10.02.2020 / Önder Ege - Spartaküs Öldü mü?
Kirk Douglas’ın hayatta olması, bugün kimsenin pek anmadığı, “Hollywood”un o efsanevi parlak dönemini hatırlamak için yeterliydi. 103 yaşındaki efsane geçenlerde hayata veda etti.
Üç kez Oscar adaylığı vardı, ancak bu heykelciğe ancak 1996’da “Onur Ödülü” almak suretiyle sahip olabilmişti. Kirk o tarihte dahi, zaten bir mezarlık havası olan “Hollywood”un son kahramanlarından ve tanıklarından biriydi. Oğlu Michael ise, babasının alamadığı en iyi erkek oyuncu ödülünü 1987 yapımı “Wall Street” filmi ile kucaklamıştı. Kirk Douglas deyince, ilk akla gelen çenesinin ortasındaki gamze ile Stanley Kubrick’in yönettiği 1960 yapımı “Spartaküs” filmindeki olağanüstü performansıdır. Film tarihteki ilk büyük köle ayaklanmasını oldukça iyi bir cast ile etkileyici bir şekilde anlatır.
Tarihe geçen köle direnişinin kahramanı “Spartacus”, Trakyalı bir köleydi. Doğduğu yerin günümüzde Güneybatı Bulgaristan’da bulunan “Sandanski Bölgesi” olduğu düşünülmektedir. İsminin kökenine bakıldığında ise dilbilimcilere göre, Latincede “sparum” kargı, “takos” ise ünlü/saygıdeğer anlamına gelmektedir. Eğer bu varsayım doğru ise “Spartaküs”ün adını doğuştan almadığını, daha sonradan mızrak kullanmadaki yetenekleri sayesinde başkaları tarafından ona verildiğini söyleyebiliriz. Spartacus isyan etti, ancak Roma’ya son veremedi. Roma, Spartacus ve yoldaşlarının isyanına son verdi. Yani kazanan taraf, Spartacus değil, Roma oldu. Ama bu bir nevi “Pirus Zaferi” idi. Spartaküs adı başkaldıran ruhlar için bir efsane haline geldi. Örneğin, “Spartakistler” adı ile anılan, Rosa Luxemburg ve Karl Liebknecht’in liderliğini yaptığı Alman devrimci hareketi de, “Spartaküs’e Mektuplar” gazetesinde teorik yazılarını yayınlamışlar ve pratiklerinde köle Spartaküs’ün cesur ve devrimci duruşunu örnek almışlardı.

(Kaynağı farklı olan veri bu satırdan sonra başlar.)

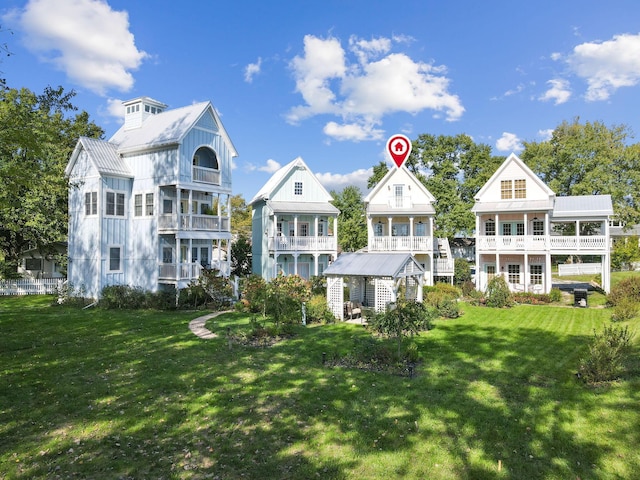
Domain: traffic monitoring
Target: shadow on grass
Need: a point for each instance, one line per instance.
(136, 395)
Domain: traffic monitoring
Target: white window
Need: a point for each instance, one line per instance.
(536, 274)
(115, 259)
(148, 204)
(115, 204)
(91, 203)
(398, 192)
(514, 273)
(137, 205)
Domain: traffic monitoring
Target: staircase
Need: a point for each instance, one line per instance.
(442, 260)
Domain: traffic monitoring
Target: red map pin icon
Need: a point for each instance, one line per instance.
(399, 147)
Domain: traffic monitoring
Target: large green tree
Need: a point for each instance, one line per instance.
(590, 159)
(352, 224)
(37, 137)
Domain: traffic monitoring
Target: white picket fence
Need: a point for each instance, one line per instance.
(29, 286)
(579, 269)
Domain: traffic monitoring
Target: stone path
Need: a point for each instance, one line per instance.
(197, 326)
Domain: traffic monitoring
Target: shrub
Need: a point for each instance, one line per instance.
(555, 295)
(318, 310)
(625, 309)
(628, 288)
(498, 294)
(607, 355)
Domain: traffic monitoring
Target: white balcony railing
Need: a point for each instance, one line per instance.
(209, 223)
(400, 244)
(303, 244)
(540, 243)
(206, 175)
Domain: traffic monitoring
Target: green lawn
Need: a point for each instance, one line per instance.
(103, 395)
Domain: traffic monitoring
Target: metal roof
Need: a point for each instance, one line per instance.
(583, 206)
(304, 207)
(105, 157)
(372, 265)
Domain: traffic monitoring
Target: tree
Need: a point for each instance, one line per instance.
(36, 141)
(352, 224)
(241, 256)
(590, 159)
(456, 168)
(240, 216)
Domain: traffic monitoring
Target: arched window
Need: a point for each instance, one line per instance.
(205, 157)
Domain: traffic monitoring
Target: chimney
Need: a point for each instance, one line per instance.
(139, 109)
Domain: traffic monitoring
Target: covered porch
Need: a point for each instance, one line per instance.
(374, 280)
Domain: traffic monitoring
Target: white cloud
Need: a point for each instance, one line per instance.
(271, 166)
(86, 39)
(607, 66)
(559, 91)
(252, 70)
(337, 182)
(509, 142)
(352, 131)
(546, 134)
(362, 92)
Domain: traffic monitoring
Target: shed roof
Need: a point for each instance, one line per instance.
(583, 206)
(372, 265)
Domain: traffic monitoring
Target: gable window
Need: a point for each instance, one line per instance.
(115, 259)
(490, 227)
(538, 227)
(137, 207)
(520, 188)
(115, 204)
(148, 204)
(91, 203)
(505, 189)
(398, 191)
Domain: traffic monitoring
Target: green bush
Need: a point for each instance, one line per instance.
(318, 310)
(555, 295)
(607, 355)
(629, 288)
(625, 309)
(498, 294)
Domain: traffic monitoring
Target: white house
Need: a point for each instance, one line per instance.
(521, 224)
(294, 227)
(150, 207)
(400, 219)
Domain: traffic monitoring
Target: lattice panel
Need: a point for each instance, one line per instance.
(335, 296)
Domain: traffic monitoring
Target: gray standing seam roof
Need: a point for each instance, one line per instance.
(368, 264)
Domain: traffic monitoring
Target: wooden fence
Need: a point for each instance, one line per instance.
(579, 269)
(28, 286)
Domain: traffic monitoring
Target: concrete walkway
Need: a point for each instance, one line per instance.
(197, 326)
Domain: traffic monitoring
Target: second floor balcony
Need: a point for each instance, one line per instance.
(541, 243)
(303, 244)
(193, 222)
(400, 244)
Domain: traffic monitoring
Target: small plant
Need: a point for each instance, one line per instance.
(498, 294)
(607, 355)
(625, 309)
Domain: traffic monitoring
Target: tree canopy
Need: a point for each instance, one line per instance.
(352, 224)
(36, 141)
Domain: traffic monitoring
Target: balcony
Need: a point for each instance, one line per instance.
(203, 223)
(400, 244)
(303, 244)
(206, 175)
(541, 243)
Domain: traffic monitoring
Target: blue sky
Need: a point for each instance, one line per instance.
(331, 80)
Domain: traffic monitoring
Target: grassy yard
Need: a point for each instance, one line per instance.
(103, 395)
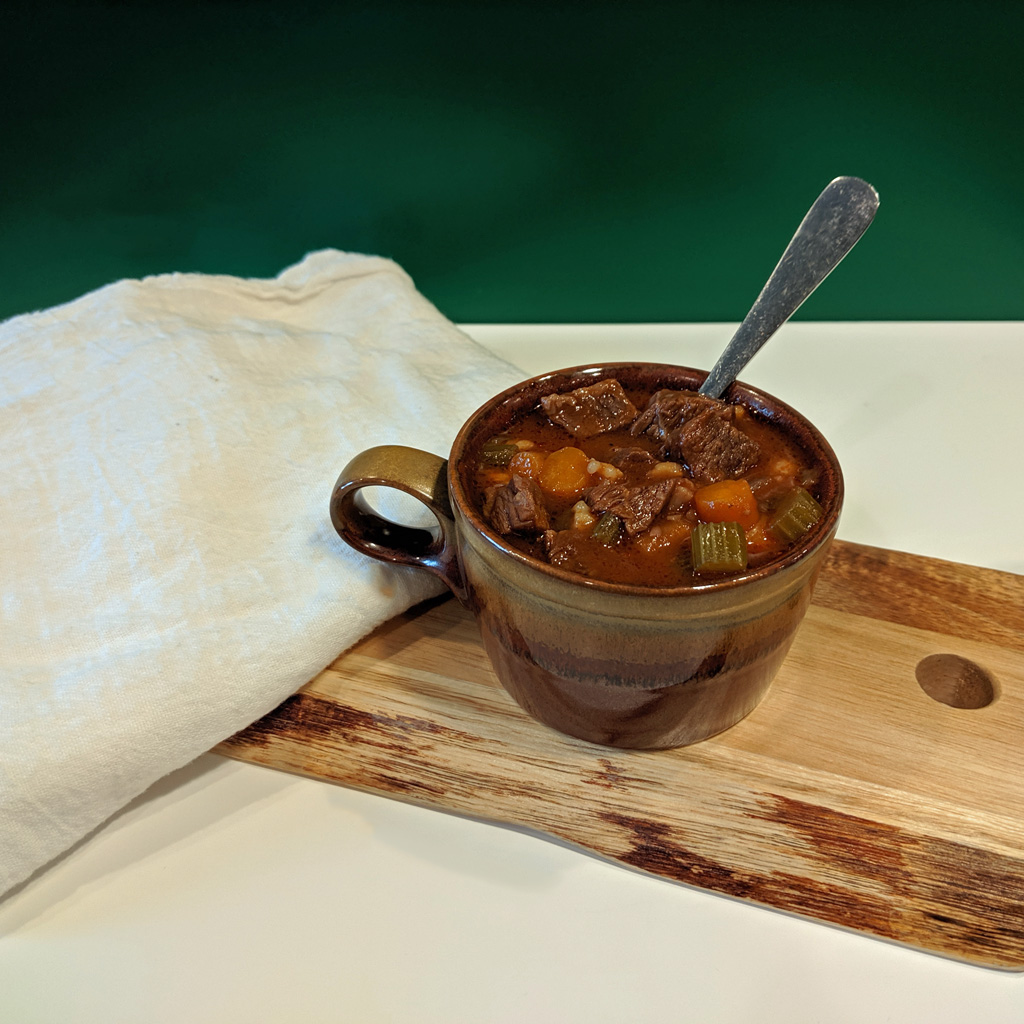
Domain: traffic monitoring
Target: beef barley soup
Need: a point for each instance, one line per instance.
(662, 488)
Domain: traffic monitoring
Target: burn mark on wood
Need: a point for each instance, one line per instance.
(859, 873)
(308, 719)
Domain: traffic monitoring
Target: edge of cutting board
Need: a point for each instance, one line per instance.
(849, 796)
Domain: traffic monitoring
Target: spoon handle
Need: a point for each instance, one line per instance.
(829, 229)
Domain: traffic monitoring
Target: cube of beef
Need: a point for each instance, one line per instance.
(516, 507)
(591, 411)
(631, 457)
(667, 411)
(637, 507)
(699, 431)
(714, 449)
(562, 549)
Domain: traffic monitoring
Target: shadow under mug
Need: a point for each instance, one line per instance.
(623, 666)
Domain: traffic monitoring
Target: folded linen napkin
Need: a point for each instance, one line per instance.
(168, 569)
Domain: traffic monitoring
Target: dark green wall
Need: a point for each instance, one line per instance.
(525, 162)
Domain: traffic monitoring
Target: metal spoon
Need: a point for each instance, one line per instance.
(829, 229)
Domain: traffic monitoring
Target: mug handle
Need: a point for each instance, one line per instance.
(418, 473)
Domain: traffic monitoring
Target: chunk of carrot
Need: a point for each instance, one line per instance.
(727, 501)
(564, 473)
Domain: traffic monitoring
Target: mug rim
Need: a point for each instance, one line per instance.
(764, 402)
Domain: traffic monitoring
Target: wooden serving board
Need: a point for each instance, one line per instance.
(849, 796)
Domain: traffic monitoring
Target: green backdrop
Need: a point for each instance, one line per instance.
(524, 162)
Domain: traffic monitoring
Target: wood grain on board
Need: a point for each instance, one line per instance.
(849, 796)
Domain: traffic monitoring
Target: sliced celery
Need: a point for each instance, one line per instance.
(606, 529)
(795, 515)
(497, 453)
(718, 547)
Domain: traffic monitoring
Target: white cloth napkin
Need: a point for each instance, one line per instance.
(168, 569)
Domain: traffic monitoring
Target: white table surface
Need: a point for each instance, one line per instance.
(235, 893)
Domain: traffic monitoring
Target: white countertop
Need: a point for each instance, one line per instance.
(235, 893)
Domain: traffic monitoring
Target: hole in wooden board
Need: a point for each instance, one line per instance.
(955, 681)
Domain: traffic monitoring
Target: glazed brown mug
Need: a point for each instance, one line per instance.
(624, 666)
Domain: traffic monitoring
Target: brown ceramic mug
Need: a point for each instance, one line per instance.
(619, 665)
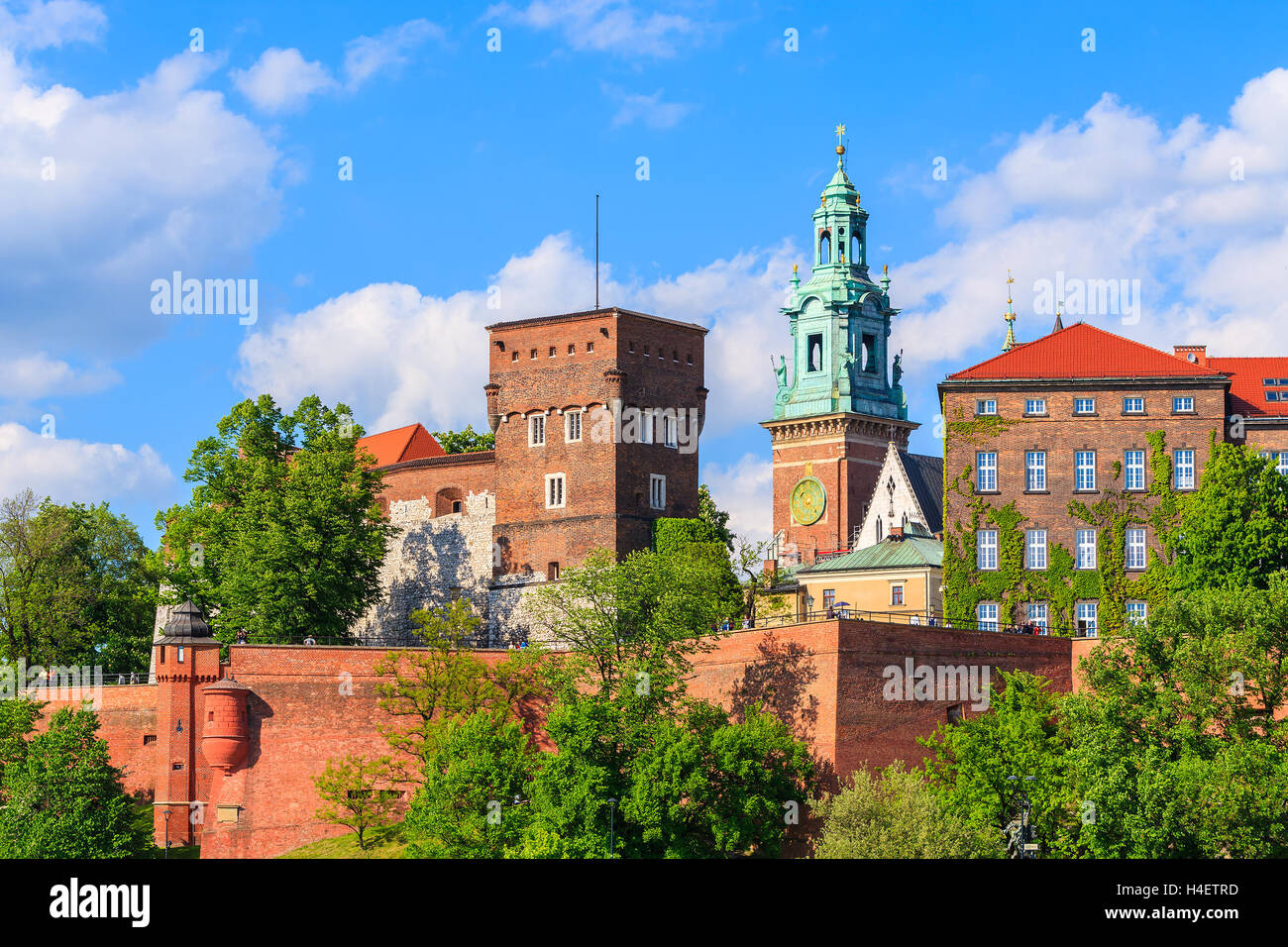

Issur Danielovitch Demsky’nin yani Kirk Douglas’ın babası Herschel Danielóvic, ABD’ye gitmek için Avrupa’dan ayrılan, okuma yazma bilmeyen Yahudi kökenli bir Rus’du. Altı büyük kız kardeşi vardı. Gençlik döneminde 40’tan fazla işte çalıştı ve “Saint Lawrence Üniversitesi”nde okudu. Douglas sadece açlığı tanımakla kalmadı, hayatın tüm nankörlükleri ile bu döneminde karşılaştı. Erkeksi ve sağlam fiziği ile tüm zorluklara direndi, demir yüzü, hırsı ve ünlü gamzesi gerisini halletti. Daha sonra New York’taki “Amerikan Dramatik Sanatlar Akademisi”ne gitti. 1941’de “Deniz Kuvvetleri”ne çağrıldı. “II. Dünya Savaşı”nda yaralandı ve New York’a döndü. Burada Lauren Bacall sayesinde birkaç tiyatro rolü elde etti.
Douglas’ın sinemada ilk oynadığı film, 1946 senesinde “The Strange Love of Martha Myers” (Martha Myers’in Tuhaf Aşkı) adlı yapımdır. 1954 senesinde yazar Jules Verne’nin “Denizler Altında 20 Bin Fersah” adlı uyarlama filminde ünlü oyuncular James Mason, Peter Loree gibi isimlerle çalışmıştır. Kirk Douglas’ın Vincent Van Gogh’un hayatını canlandırdığı “Lust for Life” (1956) filmi sanatçının iç çelişkilerini çok iyi yansıttığı için büyük beğeni kazanmıştır. Bir diğer unutulmaz çalışması ise 1958’de Richard Fleischer’ın yönettiği “Wikings” (Vikingler) filmidir. Aktör, 1946 ile 2004 yılları arasında pek çok filmde rol almıştır. Altın dönemini ise 1950 ile 1965 yılları arasında yaşamıştır.
Douglas saygınlık arayan cesur ve hırslı bir oyuncuydu. Douglas’ın aşırı hırsını ve tutkusunu tanımlamayı amaçlayan ve Stanley Kramer’a atfedilen bir diyalogdan şöyle bahsedilir. Kramer, “Fugitives” (Kaçaklar) filmi için bir aktör aramaktadır ve Robert Mitchum’a sorar. Mitchum, “Ben siyah bir adamla oynamayacağım” diye yanıtlar. Listedeki diğer kişi olan, Marlon Brando, “Kabul ediyorum, ama siyahı oynayabilirim” diye cevap verir. Sonra sıra Kirk Douglas’a gelir, cevabı şudur:
“Evet, kabul ediyorum; ama bir koşul ile, her iki rolü de oynamak istiyorum.”
Ne Spartaküs ölür, ne de Kirk Douglas, çünkü efsaneler asla ölmezler ve kuşaktan kuşağa yaşamaya devam ederler.